Wenn ich mir dann aber die Fragen stelle: Unser Verhältnis ist doch aber ansonsten super. Warum sollte mich das Tier denn ärgern wollen? Das ist von mir abhängig! Was hat es denn davon, auf mein Kissen oder die Couch zu pinkeln? Was will es mir sagen? Was passt ihm nicht?
Dann werde ich verständnisvoller und lösungsorientierter.
Ich verstehe, was du meinst und bin auch absolut dafür, dass man, bevor man zu dem Schluss kommt, dass der Hund mit Absicht/"aus Trotz"/was-auch-immer drinnen pinkelt, alle anderen Möglichkeiten ausgelotet und ausgeschlossen haben muss.

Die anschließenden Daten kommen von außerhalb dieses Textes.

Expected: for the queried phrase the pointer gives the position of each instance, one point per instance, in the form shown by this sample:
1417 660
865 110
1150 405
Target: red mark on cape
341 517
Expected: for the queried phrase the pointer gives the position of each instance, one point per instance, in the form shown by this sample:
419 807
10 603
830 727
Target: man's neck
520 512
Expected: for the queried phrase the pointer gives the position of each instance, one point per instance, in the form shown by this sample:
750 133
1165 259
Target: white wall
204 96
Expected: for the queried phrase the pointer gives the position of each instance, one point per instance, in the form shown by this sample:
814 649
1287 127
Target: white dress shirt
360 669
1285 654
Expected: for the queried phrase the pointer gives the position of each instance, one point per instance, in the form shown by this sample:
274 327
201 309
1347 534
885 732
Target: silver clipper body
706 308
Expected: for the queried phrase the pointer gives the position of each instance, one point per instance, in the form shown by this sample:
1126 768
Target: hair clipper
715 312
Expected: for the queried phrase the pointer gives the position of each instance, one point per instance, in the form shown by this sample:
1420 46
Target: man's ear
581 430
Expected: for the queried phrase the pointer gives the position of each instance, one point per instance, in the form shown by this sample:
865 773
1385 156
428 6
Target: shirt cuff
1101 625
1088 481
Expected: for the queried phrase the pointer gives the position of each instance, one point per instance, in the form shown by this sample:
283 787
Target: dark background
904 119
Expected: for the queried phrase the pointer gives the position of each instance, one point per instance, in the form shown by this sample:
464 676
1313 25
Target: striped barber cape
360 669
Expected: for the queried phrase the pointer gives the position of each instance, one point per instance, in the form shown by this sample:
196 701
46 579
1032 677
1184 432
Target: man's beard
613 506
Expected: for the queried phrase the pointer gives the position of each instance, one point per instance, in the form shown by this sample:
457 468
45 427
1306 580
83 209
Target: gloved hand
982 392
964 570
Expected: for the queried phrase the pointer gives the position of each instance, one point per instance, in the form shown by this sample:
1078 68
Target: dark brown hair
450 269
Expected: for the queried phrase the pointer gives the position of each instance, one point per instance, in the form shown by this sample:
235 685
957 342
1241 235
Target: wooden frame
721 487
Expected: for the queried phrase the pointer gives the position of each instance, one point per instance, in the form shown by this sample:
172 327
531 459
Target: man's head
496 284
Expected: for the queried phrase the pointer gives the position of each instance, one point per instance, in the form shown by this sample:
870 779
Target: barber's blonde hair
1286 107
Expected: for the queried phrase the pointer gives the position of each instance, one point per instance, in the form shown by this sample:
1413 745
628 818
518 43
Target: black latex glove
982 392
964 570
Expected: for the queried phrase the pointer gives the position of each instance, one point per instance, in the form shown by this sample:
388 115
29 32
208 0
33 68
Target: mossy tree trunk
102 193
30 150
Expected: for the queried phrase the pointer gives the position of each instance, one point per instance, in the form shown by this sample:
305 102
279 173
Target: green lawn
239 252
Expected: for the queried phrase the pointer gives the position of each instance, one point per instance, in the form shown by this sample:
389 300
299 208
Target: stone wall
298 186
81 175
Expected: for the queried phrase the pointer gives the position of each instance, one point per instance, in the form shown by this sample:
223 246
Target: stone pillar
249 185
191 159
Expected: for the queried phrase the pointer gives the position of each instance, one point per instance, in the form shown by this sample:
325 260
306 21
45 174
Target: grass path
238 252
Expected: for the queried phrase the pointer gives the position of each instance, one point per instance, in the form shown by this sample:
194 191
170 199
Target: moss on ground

Aber ich hatte die Schilderungen hier (besonders von @Rübennase und @corrier, die ich beide sehr eindrücklich und ehrlich fand) genau so verstanden: dass mögliche Lösungen und Ursachen schon längst geklärt und durchgegangen wurden, dass die Hunde gesund sind, dass sie Stubenreinheit grundsätzlich verstanden haben und das über längere Zeit auch funktioniert, bevor dann doch wieder was ins Haus geht. Dass sozusagen kein Muster erkennbar ist und die Hund das tatsächlich einfach machen, weil sie's können. Und dann ist natürlich auch keine Ursache da, die man beheben könnte, um das Problem zu lösen.
Bei mir wäre dann irgendwann das Verständnis arg angekratzt und ich wüsste auch nicht mehr, wie sich da noch eine Lösung anschließen sollte, die für den Hund wirklich komfortabel ist, und da würde dann das ansetzen, was ich in dem Beitrag vorher meinte - Abstriche bei der "Idealvorstellung der Hundehaltung" machen, um das freundschaftliche Verhältnis zum Hund noch irgendwie zu retten und das "Pinkelproblem" wenigstens einzudämmen.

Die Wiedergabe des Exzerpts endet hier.